Nice work -- that's a hard problem. I've felt some of this pain as I helped Cloudant customers make hot migrations from mongo to into Cloudant. Your first two figures make it clear just how challenging hot-replications are (especially master-master), not to mention handling failure scenarios. For all of the great things about Mongo, there's something very awesome to be said for CouchDB's MVCC replication model. Glad to see that you're open sourcing those tools. Maybe they could be extended to make a MongoDB <==> CouchDB replicator.
I worked on a project where we used Mongo to collect analytics and while it worked, there were always problems. We had a problem with our shard key so one shard received more data which crashed it, overloaded the other two shards and crashed the whole system. A second issue we had was trying to read from Mongo while we were storing data which caused a lot of lock contention. The question I have is, knowing what you know now, would you have still gone with Mongo?
...a single Python process using gevent and pymongo can copy a large MongoDB collection in half the time that mongodump (written in C++) takes, even when the MongoDB client and server are on the same machine.
I would guess this is for the reason posted in the article: the Python code is multithreaded (sort of, gevent) but the C++ code is only single threaded.
Sure, but that seems to suggest a meta-reason: the standard utility included with the package isn't asynchronous [sort of orthogonal to threadedness] because it would be a PITA to write an asynchronous utility in C++.
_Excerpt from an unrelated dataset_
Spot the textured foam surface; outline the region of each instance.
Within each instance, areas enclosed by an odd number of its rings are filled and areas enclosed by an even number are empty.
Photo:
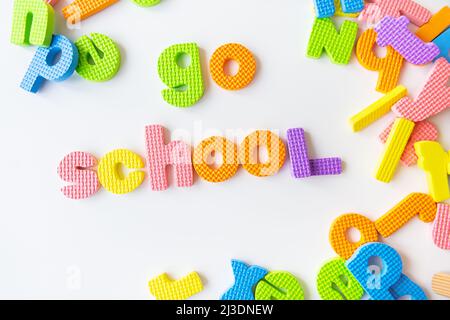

We hear similar stories from the field here at Cloudant. Distributed databases, scaling clusters -- that's hard stuff. Nice to see such a thoughtful post.
It's funny to read these comments trashing mongodb. Perhaps people should do a little less HN ranting and a little more serious study about the problem they need to solve. The design, benefits and tradeoffs of mongodb are well understood. If they don't fit your application, don't use it.
I'm aware of MongoDB issues with scaling, and I'm trying to avoid it as much as I can, but I still can't find any other alternative that offers geolocated queries.
Someone below mentions PostGIS, which from my understanding is among the best tools in the field (if you heard of OpenStreetMap, the whole DB for all their geo data runs on that, and people use dumps like others do with Wikipedia to build their own customized GIS apps on tops of it).
That said, other people mention Cloudant deployments here, and that is CouchDB. If you want a Mongo-ish (they are still very different) NoSQL document store (notice I did not say database), there is extra layer of functionality on top of CouchDB known as GeoCouch. I have never personally used it but I have been looking for a reason to.
It sounds like the new system is a cluster with a single collection. So all writes to the other collections no longer occur, therefore the write locks decreased
tl;dr your system is more complicated than you realize, so scaling it will be more complicated than you think. Also, MongoDB's write lock is a pain in the ass.
People give MSSQL shit for having row-level locks (if you don't use their MVCC option), yet how is it that Mongo runs with a database-wide option and people don't immediately laugh and walk away? Is the hype so powerful that people just shrug about a huge mutex?